At 7:30 p.m. Saturday, Jan. 23, the Dartmouth community is invited to celebrate the life of Tate Ramsden ’17, who died suddenly last month while on vacation with his family in Florida.
Friends, faculty, and staff will offer remembrances in a service at Rollins Chapel, to be followed by a candle-lighting ceremony on Baker Lawn and a reception at Collis Common Ground at 9 p.m.
Tate Ramsden ’17 competed for Dartmouth on the varsity swimming and diving team. Head coach Jim Wilson described Tate as “a dedicated and talented athlete, and a fine student.” (Photo by Tom McNeill)
“The service is going to be an amazing celebration of a life lost far too soon,” says Reilly Johnson ’16, Ramsden’s girlfriend, who, along with Joseph Geller ’16, David Harmon ’17, Jorge Siwady Kattan ’17, John Long ’17, and Timo Vaimann ’17, is helping to organize the memorial.
“I hope that hearing the voices of those who loved Tate so unbelievably much at the service will help provide some healing to the Dartmouth community,” Johnson says.

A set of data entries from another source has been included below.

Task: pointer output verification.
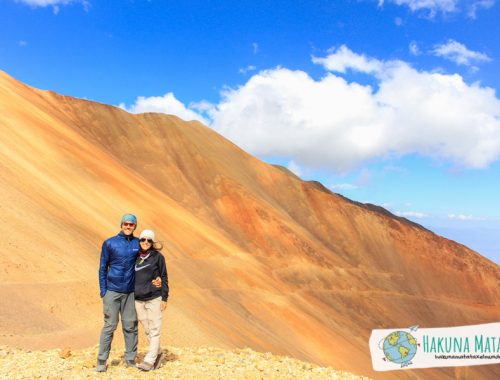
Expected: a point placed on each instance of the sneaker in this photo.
(100, 366)
(158, 360)
(130, 363)
(145, 366)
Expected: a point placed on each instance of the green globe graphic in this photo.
(399, 347)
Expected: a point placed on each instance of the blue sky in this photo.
(391, 102)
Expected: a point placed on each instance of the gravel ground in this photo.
(179, 363)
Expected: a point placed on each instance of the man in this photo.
(116, 282)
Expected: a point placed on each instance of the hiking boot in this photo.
(158, 360)
(100, 366)
(130, 363)
(145, 366)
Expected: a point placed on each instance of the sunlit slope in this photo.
(256, 256)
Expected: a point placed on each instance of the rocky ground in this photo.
(179, 363)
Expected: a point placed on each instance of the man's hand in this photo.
(157, 282)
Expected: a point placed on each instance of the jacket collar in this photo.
(123, 236)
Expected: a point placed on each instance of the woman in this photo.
(150, 301)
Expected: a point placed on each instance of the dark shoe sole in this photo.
(158, 360)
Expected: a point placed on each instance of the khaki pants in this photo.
(149, 314)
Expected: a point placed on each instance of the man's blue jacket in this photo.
(117, 267)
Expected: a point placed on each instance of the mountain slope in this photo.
(256, 256)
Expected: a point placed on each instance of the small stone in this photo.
(65, 353)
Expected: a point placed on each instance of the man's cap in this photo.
(128, 218)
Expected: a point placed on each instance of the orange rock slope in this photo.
(256, 256)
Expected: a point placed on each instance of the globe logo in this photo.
(399, 347)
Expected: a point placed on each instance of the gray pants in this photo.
(118, 303)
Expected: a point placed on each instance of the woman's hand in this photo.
(157, 282)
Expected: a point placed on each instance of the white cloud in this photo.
(342, 59)
(55, 4)
(464, 217)
(245, 70)
(411, 214)
(476, 5)
(414, 49)
(432, 6)
(444, 6)
(458, 53)
(333, 123)
(294, 168)
(168, 104)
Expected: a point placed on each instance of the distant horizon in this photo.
(394, 103)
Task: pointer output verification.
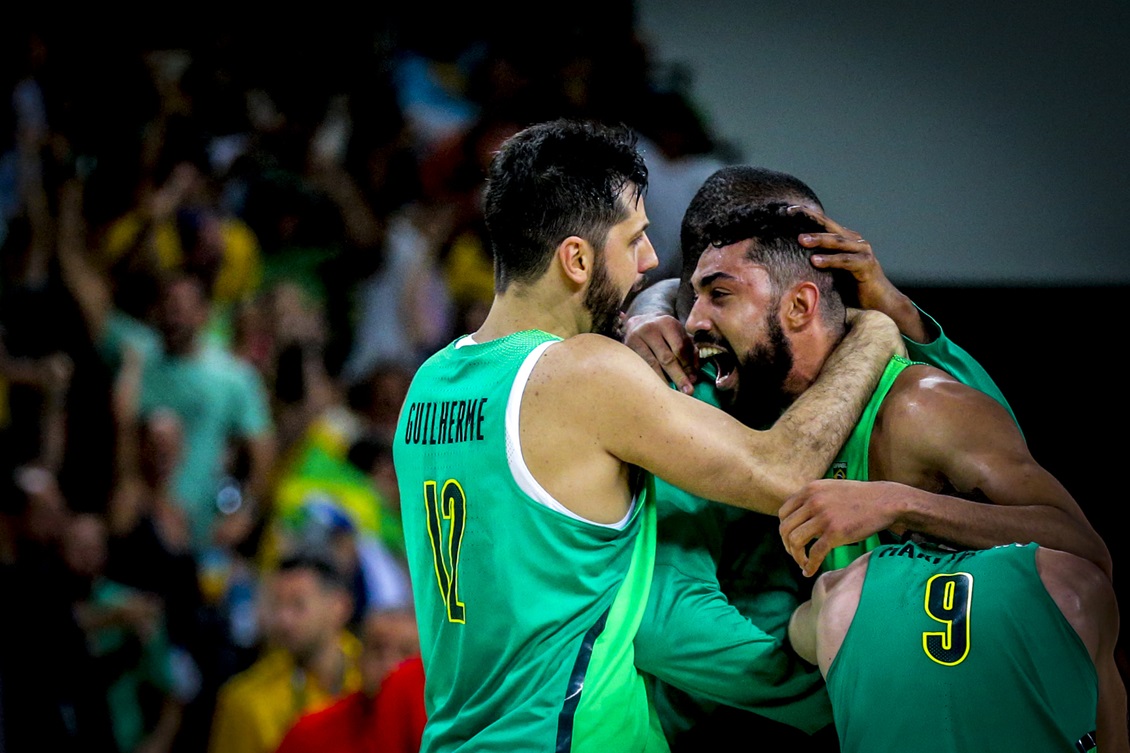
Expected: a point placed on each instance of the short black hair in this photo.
(776, 247)
(729, 188)
(553, 180)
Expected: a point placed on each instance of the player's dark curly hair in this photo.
(554, 180)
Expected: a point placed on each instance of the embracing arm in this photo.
(964, 476)
(640, 421)
(841, 248)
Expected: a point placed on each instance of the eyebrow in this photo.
(710, 279)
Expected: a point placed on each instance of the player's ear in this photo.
(799, 305)
(575, 257)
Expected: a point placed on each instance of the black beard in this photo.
(603, 302)
(761, 397)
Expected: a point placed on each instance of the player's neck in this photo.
(526, 308)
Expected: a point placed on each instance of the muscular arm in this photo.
(972, 481)
(598, 403)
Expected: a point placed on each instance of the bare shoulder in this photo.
(839, 583)
(1069, 571)
(924, 398)
(1084, 595)
(922, 387)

Originally from Nashville, Tenn., Ramsden competed for Dartmouth on the varsity swimming and diving team. “We have a really tight group of swimmers in the ’17s, like a family away from home, and Tate was probably the biggest part of it,” says Vaimann, one of Ramsden’s teammates.
On a message posted on the swim team’s website, head coach Jim Wilson describes Tate as “a dedicated and talented athlete, and a fine student.”
“Our team is devastated,” Wilson’s message says, “but we will remember Tate’s friendship, determination, and generosity in this tough time. We will all miss him very much.”
“I’ve said that Tate was my best friend—but at the same time he was a best friend to so many people on campus,” Vaimann says. “He was always there for you. He put his friends and family first, and really cared about all his friends.”
Ramsden was majoring in economics at Dartmouth, but was also deeply interested in literature, Native American studies, and art.
“He truly was an extraordinary person, friend, and brother,” says Nathan Zhu ’17, a close friend of Ramsden’s and a member of the same fraternity, Beta Alpha Omega. “He cared about the people he loved, and I think this sustained him. I hope that I can adopt his simple and rewarding mindset and that I can continue to live my life in the same way he lived his.”
Johnson describes helping Ramsden’s mother go through his things. “We came across a paper written in his handwriting that was titled ‘Goals.’ Some of his day-to-day goals included things like ‘limit sarcasm,’ ‘be a better listener,’ ‘think before you speak,’ and ‘be kind to everyone; you never know what kind of a day they may be having.’ ”
“Who would do that?” asks Vaiman. “Like make a list of how to be a better person—not many people just take a minute to stop and think about that. I think that speaks to who he was.”
Faith was an important component of Ramsden’s life. In his personal bible, friends say, he had inscribed the words, “May this light shine the brightest when it is the darkest,” and highlighted a number of passages that resonated with him. Some of these passages will be shared during the service.
Vaimann and several class- and teammates traveled together to Nashville for a memorial earlier this month with Ramsden’s family. “It was amazing to see how all those communities got together—his swim team friends from Nashville and Dartmouth, his friends from Dartmouth, his Beta brothers, family friends. It was just so beautiful and unifying to be able to talk to all these people about Tate. I think at Dartmouth there will be a similar effect.”
The Rev. Nancy Vogele ’85, director of Religious and Spiritual Life at the William Jewett Tucker Center, has been helping the student organizers plan Saturday’s service. “The purpose of the service for the wider community is to allow us to have a time to grieve—but also a time to celebrate this remarkable young man who was such a good friend and such a faithful person, and so full of life and exuberance.”
“I think it’s important not to grieve alone,” Vogele says. “Reaching out to one another helps us move through our grief. It doesn’t necessarily take it away ever—and yet it helps to come together.”